After all, the latest statistics from the Equity Release Council recently revealed total lending figures for 2020 of £3.89bn.
In a broader mortgage market of £230bn of gross lending, plus not far away from £200bn in product transfer activity, you might question as an adviser whether later life lending is a sector I really need to focus on, or indeed delve into.
Now, you might expect me to say this, but the answer is undoubtedly yes, and there are a number of reasons why you should, at the very least, consider your involvement.
Perhaps the major one is around where this market has come from and where it is likely to go.
And from that what other opportunities it will afford you by being involved in it.
Firstly, there’s no doubting it’s a growing market and the demographic and economic fundamentals will only push it further.
In 2015 total equity release lending was £1.61bn, so 2020 was over 50% up on that – and I think we all know that last year was anything but normal.
We fully believe that it is not going to take five years for that figure to double again, and if you add in other later life lending options such as RIOs or more mainstream offerings for older borrowers, you can already begin to see a sizeable amount of lending to aim at.
That, in my opinion, is but the tip of the iceberg.
Take a recent research report from Canada Life which found that over 50% of people are no longer retiring in anything like a traditional manner, and that there are two ‘emerging retirement journeys’ – namely ‘complex families, complex finances’ and ‘late financial bloomers’ who have a far greater need for financial advice not just up to a ‘traditional’ retirement age but beyond this.
We only need look at the raft of issues that many older people have to contend with to see the seeds for a greater financial advice need and also a greater requirement and willingness to utilise their biggest asset in order to find solutions for those issues.
Whether it is topping up pensions, funding long-term care, moving home, helping children, paying off other debts, funding renovations, the list goes on in terms of the reasons why equity release and/or later life lending might be required.
Advisers are already likely to be seeing a growing demand from older customers when it comes to using or refinancing their home, and this is not going to stop, especially as people retire later in life (if at all), people work different jobs, or have bigger and wider commitments to fulfil.
And, of course, being able to provide advice to those at the ‘top’ of the family tree should also afford the adviser access to the rest of the branches, if they can provide a top-quality service to the older borrower.
I certainly hope that, for most advisers viewing the later life sector, the opportunities will already be visible.

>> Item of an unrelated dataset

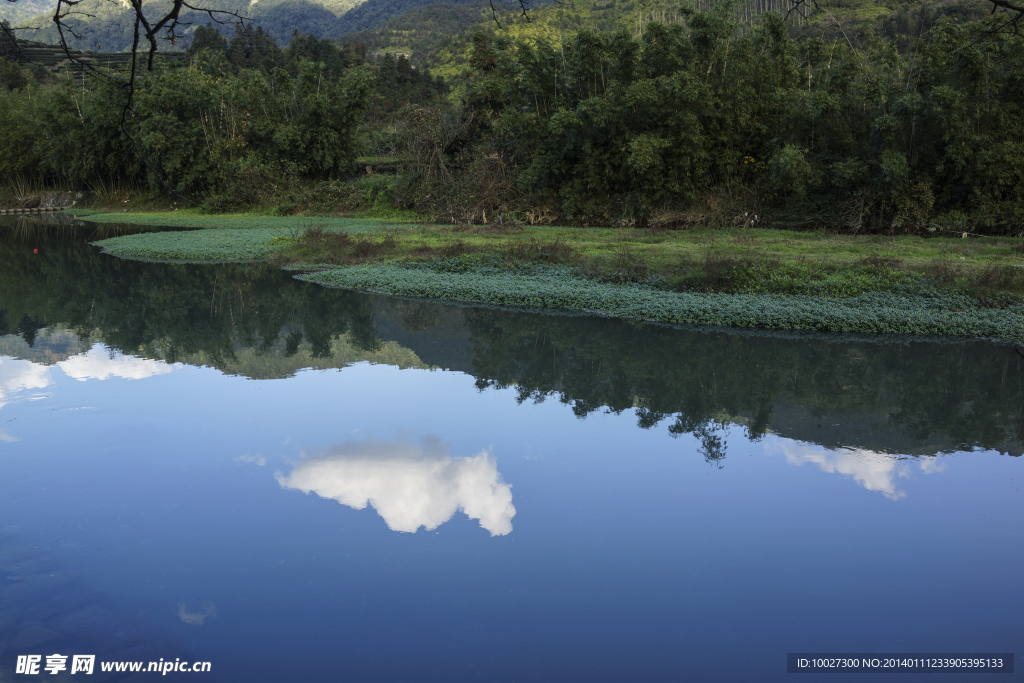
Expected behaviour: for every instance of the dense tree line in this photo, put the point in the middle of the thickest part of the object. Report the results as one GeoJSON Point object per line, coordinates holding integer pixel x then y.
{"type": "Point", "coordinates": [237, 119]}
{"type": "Point", "coordinates": [694, 123]}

But there’s a difference here in spying those likely customers and moving them to become clients.
I’m aware of firms that offer later life and equity release advice, but it could never be said to be a core part of their offering, and there is no targeted marketing of potential clients in those older age brackets.

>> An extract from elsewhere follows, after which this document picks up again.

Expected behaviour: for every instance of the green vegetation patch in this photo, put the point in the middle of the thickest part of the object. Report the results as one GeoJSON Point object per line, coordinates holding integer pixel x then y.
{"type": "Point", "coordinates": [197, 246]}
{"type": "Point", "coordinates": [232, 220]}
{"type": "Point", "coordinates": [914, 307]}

In that sense, turning an authorisation or qualification into a thriving part of the business might seem difficult, and it’s often a lack of support or resource that stops individual advisers or firms taking those next steps.
This is why we’ve recently launched Air Select – our panel proposition – because after speaking to a large number of Air Mortgage Club members we felt there was a step they could be taking, if they had access to a far wider range of benefits and support, which perhaps have traditionally only been accessible to the more specialist and bigger firms.

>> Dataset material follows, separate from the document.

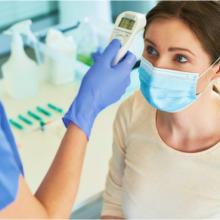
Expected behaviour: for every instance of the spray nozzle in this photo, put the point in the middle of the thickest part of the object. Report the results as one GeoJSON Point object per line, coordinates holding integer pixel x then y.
{"type": "Point", "coordinates": [24, 28]}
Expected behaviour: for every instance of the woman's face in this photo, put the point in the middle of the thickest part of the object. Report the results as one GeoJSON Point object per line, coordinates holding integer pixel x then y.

That’s not the case with the launch of Air Select, and with three providers on board we can offer not only over 200 products, but reduce the complexity of product selection, deliver enhanced procuration fees, and also give access to Air Sourcing, Air Later Life Academy, and Knowledge Bank, plus marketing support, and much more.
With these enhancements to the service proposition, we believe many more advisers can take a much bigger chunk of the business available, and secure growth as the sector also inevitably grows.
In that sense, there’s a very good reason why we talk a lot about the potential within the later life sector – we want (and need) more advisers more heavily involved in it, because the consumer demand is only going in one direction.
Hopefully, with access to the type of support we can now offer via Air Select, the opportunity can be grasped, and firms can feel that real benefit for many years to come.